Loyalism needs prayerful encouragement to develop
This week's loyalist statement, timed to coincide with the 20th anniversary of the Good Friday Agreement, has been met with a variety of responses, including suspicion and cynicism. Progressive loyalism also deserves encouragement and prayerful support, say Rev Steve Stockman and Fr Martin Magill
THE opening event of the 4 Corners Festival this year saw the church hall in St Michael's, just off the Shankill Road, packed to overflowing on a February night.
There, we heard stories about how loyalism had not only been a resilient advocate of peace and the Good Friday Agreement but also that loyalist leaders were intellectually shaping such peace for at least 20 years before the ceasefires.
The idea that loyalist leaders were Neanderthals was put to rest as we heard the argument that their 'Common Sense' document of 1987 was almost a template for the Good Friday Agreement itself.
William McQuiston and Martin Snodden took us into some history that many of us did not know. They were centrally involved: McQuiston served more than12 years in prison and was a prison spokesperson for the UDA-linked Ulster Democratic Party; Snoddon served 15 years in prison for UVF activity; both are now part of peace-building initiatives.
It was an evening for loyalism to air a voice that was both articulate and progressive - a voice from which we hear far too little in the media or public sphere.
Journalist Brian Rowan, former Presbyterian Moderator Rev Dr Ken Newell and Professor Monica McWilliams all spoke in glowing terms about the intellect, integrity and forward-thinking of figures such as David Ervine, William 'Plum' Smith and Ray Smallwood.
Dr Newell and PSNI Chief Constable George Hamilton, in one of a variety of contributions from the floor, each asked why loyalism had not grown or developed since those hopeful days of the mid-1990s.
The loyalist statement is clearly the result of intense efforts by all three loyalist organisations to create a better future and I wish them every success
- Stephen Travers
David Ervine's funeral - he died in January 2007, aged 53 - was mentioned many times.
The early death of such a visionary leader had dealt a blow to progressive loyalism.
Dr Newell, in a spiritual way, and Mr Hamilton, in policing terms, asked for contemporary loyalism to have the courage to sort the wheat from the chaff, the criminals from the progressive leaders.
On Monday this week, perhaps we heard loyalism's answer to that evening's challenge.
The joint 'Loyalist Declaration of Transformation' issued by the UDA, UVF and Red Hand Commando and read by Alan Harper, the former Church of Ireland Archbishop of Armagh, is clear that criminality has no place in today's loyalism.
"We reject and repudiate as unacceptable and contrary to loyalist principles any criminal action claimed to have been undertaken in our name or attributed to any individual claiming membership of one of our organisations," it says.
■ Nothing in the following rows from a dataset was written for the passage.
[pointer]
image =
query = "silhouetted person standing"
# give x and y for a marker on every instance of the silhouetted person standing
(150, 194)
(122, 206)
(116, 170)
The statement was released with potent poignancy on the eve of the 20th anniversary of the Good Friday Agreement.
This is a time to look back and forward, particularly in the light of our current political impasse.
It would be very welcome indeed if the ambition and spirit of Monday's statement is taken up across our political landscape.
When they say: "It is time to recommit to the creation of a Northern Ireland that enables all to realise their potential and aspirations" - preach it.
"For too long we have been berated for our past and not able to imagine a better future" - amen.
"Any community left behind in that ambition represents a failure not only for the peace process but for Northern Ireland as a whole" - communal wisdom indeed.
It should not be a surprise that the loyalist statement has been met with suspicion, cynicism and, in some quarters, immediately dismissed.
There is little doubt that we are judged on our deeds and not on our well-crafted words. The proof will be in the pudding.
Another speaker at this year's 4 Corner's Festival was Stephen Travers. He was one of the members of the Miami Showband who was shot in a loyalist ambush in July 1975 that left three of the band dead.
"My first encounter with the UVF and others in 1975 resulted in the Miami Showband massacre and my attempted murder," he said on Monday.
"However, the statement today is clearly the result of intense efforts by all three loyalist organisations to create a better future and I wish them every success."
Shouldn't we all? Along with Stephen Travers, we are prayerfully willing to read the words of the Loyalist Declaration of Transformation and watch with the hope of seeing loyalism develop; pray with us.
- The Rev Steve Stockman and Fr Martin Magill are founders and organisers of the 4 Corners Festival.